Vanke era considerata l’azienda modello, finanziariamente solida e sostenuta dallo Stato tramite la Shenzhen Metro. Il suo coinvolgimento nella crisi dimostra che il problema non riguarda solo la cattiva gestione di privati spregiudicati come Evergrande, ma è un problema sistemico di liquidità e calo della domanda che colpisce l’intero settore, indipendentemente dalla qualità del management. Se cade Vanke, nessun operatore immobiliare in Cina può considerarsi al sicuro.
Qual è il ruolo del governo cinese in questa vicenda?
Il governo si trova in una posizione scomoda. Da un lato vuole evitare il collasso del mercato immobiliare, che pesa enormemente sul PIL; dall’altro vuole evitare salvataggi indiscriminati per non incoraggiare comportamenti rischiosi (azzardo morale). Finora ha agito tramite aziende statali (come Shenzhen Metro) per fornire liquidità, ma l’irrigidimento delle condizioni di prestito suggerisce che le risorse o la volontà politica di salvare tutti a qualunque costo stiano venendo meno.
Cosa prevedono gli analisti internazionali per il futuro prossimo?
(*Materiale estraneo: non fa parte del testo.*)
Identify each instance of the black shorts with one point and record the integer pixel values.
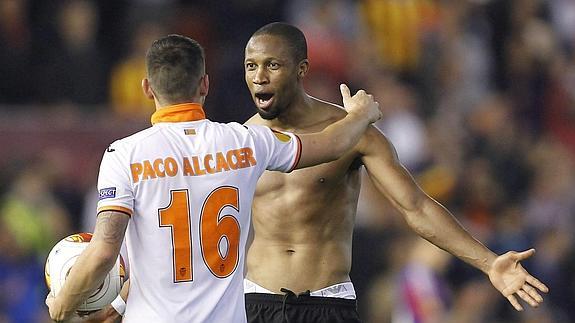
(291, 308)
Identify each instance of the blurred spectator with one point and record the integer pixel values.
(15, 51)
(126, 95)
(422, 294)
(31, 222)
(74, 70)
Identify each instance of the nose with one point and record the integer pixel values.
(260, 76)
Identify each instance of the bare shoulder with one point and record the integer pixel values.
(255, 119)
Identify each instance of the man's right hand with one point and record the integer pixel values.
(361, 104)
(106, 315)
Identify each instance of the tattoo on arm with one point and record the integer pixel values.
(111, 226)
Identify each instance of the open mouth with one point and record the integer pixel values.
(264, 100)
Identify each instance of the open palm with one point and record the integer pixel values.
(511, 279)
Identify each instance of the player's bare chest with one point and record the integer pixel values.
(311, 179)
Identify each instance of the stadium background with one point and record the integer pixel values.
(479, 100)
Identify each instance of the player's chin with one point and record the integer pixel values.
(86, 313)
(268, 114)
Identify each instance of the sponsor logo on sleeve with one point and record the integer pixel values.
(106, 193)
(281, 136)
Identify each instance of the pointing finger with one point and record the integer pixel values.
(524, 255)
(535, 282)
(514, 302)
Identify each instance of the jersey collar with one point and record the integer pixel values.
(179, 113)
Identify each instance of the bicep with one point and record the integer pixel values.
(315, 149)
(389, 176)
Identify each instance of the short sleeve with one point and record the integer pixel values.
(282, 149)
(114, 184)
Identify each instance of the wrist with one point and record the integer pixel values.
(119, 305)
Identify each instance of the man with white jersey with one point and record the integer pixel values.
(186, 186)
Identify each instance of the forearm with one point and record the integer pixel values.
(85, 276)
(436, 224)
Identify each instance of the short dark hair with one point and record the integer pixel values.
(294, 37)
(175, 65)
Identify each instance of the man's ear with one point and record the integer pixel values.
(147, 89)
(204, 85)
(303, 67)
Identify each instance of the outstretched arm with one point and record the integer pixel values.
(432, 221)
(338, 138)
(91, 266)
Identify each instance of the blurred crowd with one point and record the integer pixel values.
(478, 99)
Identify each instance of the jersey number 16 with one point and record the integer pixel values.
(213, 229)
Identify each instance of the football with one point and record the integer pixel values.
(61, 259)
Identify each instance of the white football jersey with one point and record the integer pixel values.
(188, 185)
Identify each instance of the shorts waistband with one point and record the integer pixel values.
(342, 290)
(302, 299)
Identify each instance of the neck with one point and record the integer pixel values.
(161, 104)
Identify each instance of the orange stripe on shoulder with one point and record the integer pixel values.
(115, 208)
(298, 154)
Le prospettive sono negative. Banche d’affari come UBS e agenzie di rating come Fitch prevedono che i prezzi delle case continueranno a scendere per almeno altri due anni e che le vendite caleranno ancora del 15-20%. Questo scenario depressivo rende quasi impossibile per le aziende ripagare i debiti tramite la normale operatività, rendendo necessarie continue ristrutturazioni del debito o iniezioni di liquidità esterne.